Placarding, labelling, and marking of Class 9 dangerous goods

Class 9 placard and label

Packages containing Class 9 dangerous goods, and cargo transport units, containers, bulk containers, tank containers, portable tanks and multi-element gas containers containing Class 9 dangerous goods, shall be durably marked with the Class 9 label/placard.
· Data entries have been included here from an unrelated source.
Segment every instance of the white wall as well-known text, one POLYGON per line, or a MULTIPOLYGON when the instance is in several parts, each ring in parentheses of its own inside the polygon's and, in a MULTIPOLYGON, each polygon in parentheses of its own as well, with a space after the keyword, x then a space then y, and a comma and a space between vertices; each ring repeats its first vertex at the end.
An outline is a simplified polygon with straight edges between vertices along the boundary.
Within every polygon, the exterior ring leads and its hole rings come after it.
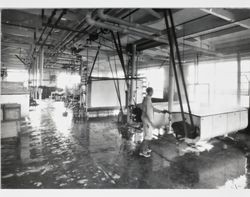
MULTIPOLYGON (((134 83, 135 87, 136 83, 134 83)), ((126 84, 124 80, 119 80, 120 95, 122 105, 125 106, 126 84)), ((137 103, 142 102, 142 85, 137 81, 137 103)), ((91 107, 112 107, 119 106, 117 93, 113 81, 92 81, 91 83, 91 107)))
MULTIPOLYGON (((122 105, 125 105, 125 82, 119 81, 122 105)), ((93 81, 91 83, 91 107, 119 106, 113 81, 93 81)))

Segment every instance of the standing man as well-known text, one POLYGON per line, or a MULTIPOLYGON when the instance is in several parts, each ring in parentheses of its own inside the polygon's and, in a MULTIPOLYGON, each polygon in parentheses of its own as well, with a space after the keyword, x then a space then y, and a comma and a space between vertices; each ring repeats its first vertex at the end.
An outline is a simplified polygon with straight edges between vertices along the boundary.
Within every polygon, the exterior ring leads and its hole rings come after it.
POLYGON ((147 95, 143 99, 142 102, 142 124, 143 124, 143 132, 144 132, 144 139, 140 147, 140 156, 143 157, 150 157, 151 149, 149 149, 149 142, 152 140, 153 137, 153 129, 156 128, 154 124, 154 112, 158 113, 166 113, 166 110, 159 110, 153 107, 152 104, 152 95, 153 95, 153 88, 148 87, 146 89, 147 95))

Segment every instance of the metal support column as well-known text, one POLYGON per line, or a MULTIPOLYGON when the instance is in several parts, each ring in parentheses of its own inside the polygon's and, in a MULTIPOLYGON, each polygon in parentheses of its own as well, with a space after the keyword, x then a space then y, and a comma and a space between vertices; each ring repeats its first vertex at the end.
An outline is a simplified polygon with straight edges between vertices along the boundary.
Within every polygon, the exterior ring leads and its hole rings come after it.
MULTIPOLYGON (((134 100, 134 77, 135 77, 135 68, 136 68, 136 45, 132 45, 132 57, 131 57, 131 80, 128 90, 129 94, 129 106, 133 105, 134 100)), ((129 70, 129 69, 128 69, 129 70)), ((127 122, 130 122, 130 110, 127 109, 127 122)))
POLYGON ((237 53, 237 105, 241 105, 240 102, 241 94, 241 57, 240 53, 237 53))
MULTIPOLYGON (((43 64, 44 64, 44 48, 42 47, 39 52, 39 86, 43 86, 43 64)), ((39 99, 42 99, 42 88, 38 89, 39 99)))
POLYGON ((181 109, 181 116, 182 116, 182 120, 183 120, 183 127, 184 127, 184 133, 185 133, 185 137, 187 137, 187 128, 186 128, 186 124, 185 124, 185 116, 184 116, 184 110, 183 110, 183 105, 182 105, 182 98, 181 98, 181 92, 180 92, 180 84, 179 84, 179 79, 177 76, 177 67, 175 65, 175 56, 174 56, 174 43, 172 42, 173 39, 173 35, 172 35, 172 31, 170 28, 174 28, 173 26, 169 26, 169 22, 168 22, 168 16, 167 16, 167 12, 164 12, 164 18, 165 18, 165 23, 166 23, 166 29, 167 29, 167 36, 168 36, 168 41, 169 41, 169 46, 170 46, 170 57, 171 57, 171 61, 173 63, 173 70, 174 70, 174 75, 175 75, 175 81, 176 81, 176 86, 177 86, 177 92, 178 92, 178 98, 179 98, 179 102, 180 102, 180 109, 181 109))
POLYGON ((173 111, 173 102, 174 102, 174 72, 173 72, 173 63, 170 61, 169 65, 169 82, 168 82, 168 111, 169 114, 169 128, 168 131, 171 132, 172 127, 172 114, 173 111))

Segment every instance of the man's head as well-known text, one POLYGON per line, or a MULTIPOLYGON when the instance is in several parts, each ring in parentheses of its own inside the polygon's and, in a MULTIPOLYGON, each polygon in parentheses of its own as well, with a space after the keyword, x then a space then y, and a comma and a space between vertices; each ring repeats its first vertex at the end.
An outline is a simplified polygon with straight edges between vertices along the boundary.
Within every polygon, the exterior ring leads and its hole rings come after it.
POLYGON ((148 94, 149 96, 152 96, 153 93, 154 93, 154 90, 153 90, 153 88, 148 87, 148 88, 146 89, 146 92, 147 92, 147 94, 148 94))

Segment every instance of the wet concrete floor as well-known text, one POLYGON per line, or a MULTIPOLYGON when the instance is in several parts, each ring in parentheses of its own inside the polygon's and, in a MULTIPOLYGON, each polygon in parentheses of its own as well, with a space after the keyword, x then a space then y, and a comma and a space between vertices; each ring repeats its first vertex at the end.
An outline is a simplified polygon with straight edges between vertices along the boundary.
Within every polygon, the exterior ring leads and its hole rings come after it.
POLYGON ((166 135, 142 158, 116 118, 74 123, 64 111, 43 101, 22 121, 18 145, 1 141, 2 188, 250 188, 250 135, 196 146, 166 135))

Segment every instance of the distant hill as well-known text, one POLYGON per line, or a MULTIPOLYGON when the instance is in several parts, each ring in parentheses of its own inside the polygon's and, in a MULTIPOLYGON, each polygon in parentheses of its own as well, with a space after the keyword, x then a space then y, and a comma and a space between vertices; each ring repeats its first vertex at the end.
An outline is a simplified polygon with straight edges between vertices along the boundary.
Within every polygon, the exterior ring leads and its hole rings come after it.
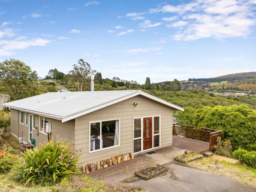
POLYGON ((221 79, 224 78, 230 78, 233 77, 241 77, 241 78, 256 78, 256 72, 247 72, 245 73, 233 73, 232 74, 229 74, 228 75, 223 75, 214 78, 221 79))

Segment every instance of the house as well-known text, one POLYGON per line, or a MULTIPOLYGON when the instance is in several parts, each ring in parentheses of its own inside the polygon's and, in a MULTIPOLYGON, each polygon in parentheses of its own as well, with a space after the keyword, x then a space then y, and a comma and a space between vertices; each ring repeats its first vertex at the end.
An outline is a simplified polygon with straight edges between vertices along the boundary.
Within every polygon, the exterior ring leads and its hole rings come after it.
POLYGON ((36 146, 57 135, 74 141, 84 163, 171 145, 173 112, 184 110, 139 90, 49 92, 3 105, 15 137, 36 146))

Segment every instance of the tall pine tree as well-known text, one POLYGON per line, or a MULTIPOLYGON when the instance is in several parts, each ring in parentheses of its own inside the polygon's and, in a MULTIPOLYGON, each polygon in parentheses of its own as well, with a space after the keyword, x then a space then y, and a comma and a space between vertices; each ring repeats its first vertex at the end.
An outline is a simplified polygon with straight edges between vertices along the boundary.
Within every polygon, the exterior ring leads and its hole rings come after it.
POLYGON ((147 77, 146 78, 146 82, 145 83, 145 89, 150 89, 151 87, 150 79, 149 78, 149 77, 147 77))

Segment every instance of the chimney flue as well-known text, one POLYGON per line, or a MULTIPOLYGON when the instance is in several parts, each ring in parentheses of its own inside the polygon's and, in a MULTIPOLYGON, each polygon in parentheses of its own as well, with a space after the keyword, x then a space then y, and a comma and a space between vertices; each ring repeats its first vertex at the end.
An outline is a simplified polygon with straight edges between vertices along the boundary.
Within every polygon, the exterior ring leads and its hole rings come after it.
POLYGON ((94 76, 92 75, 91 76, 91 91, 94 91, 94 76))

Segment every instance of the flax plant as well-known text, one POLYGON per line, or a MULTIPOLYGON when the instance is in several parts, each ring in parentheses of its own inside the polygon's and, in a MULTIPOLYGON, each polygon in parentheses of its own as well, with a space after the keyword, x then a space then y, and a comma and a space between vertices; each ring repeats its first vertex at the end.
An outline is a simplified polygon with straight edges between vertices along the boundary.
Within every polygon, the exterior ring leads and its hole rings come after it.
POLYGON ((10 178, 25 185, 48 185, 65 176, 78 172, 79 150, 58 139, 22 153, 22 160, 12 166, 10 178))

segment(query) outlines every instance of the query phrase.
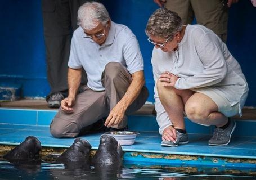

Class 9A label for packages or unpackaged articles containing lithium batteries




Environmentally hazardous substance/marine pollutant mark

Packages containing environmentally hazardous substances/marine pollutants, and cargo transport units, containers, bulk containers,

tank containers, portable tanks and multi-element gas containers containing environmentally hazardous substances/marine pollutants, shall be durably marked with the environmentally hazardous

substances/marine pollutant mark.


Lithium battery mark for packages containing lithium cells or batteries prepared in accordance with Special Provision 188

(Not applicable for air transport)



Examples of commonly transported miscellaneous dangerous goods

Class 9 dangerous goods examples are air bag modules (safety devices, electronically initiated), asbestos (amphibole and chrysotile), battery powered equipment, battery powered vehicles, chemical kits, dangerous goods in machinery or apparatus, dry ice (carbon dioxide, solid), environmentally hazardous substances (liquid and solids), first aid kits, genetically modified organisms, genetically modified micro-organisms, life-saving appliances (self-inflating and non-self-inflating), lithium ion batteries, lithium metal batteries, seatbelt pretensioners (safety devices, electronically initiated).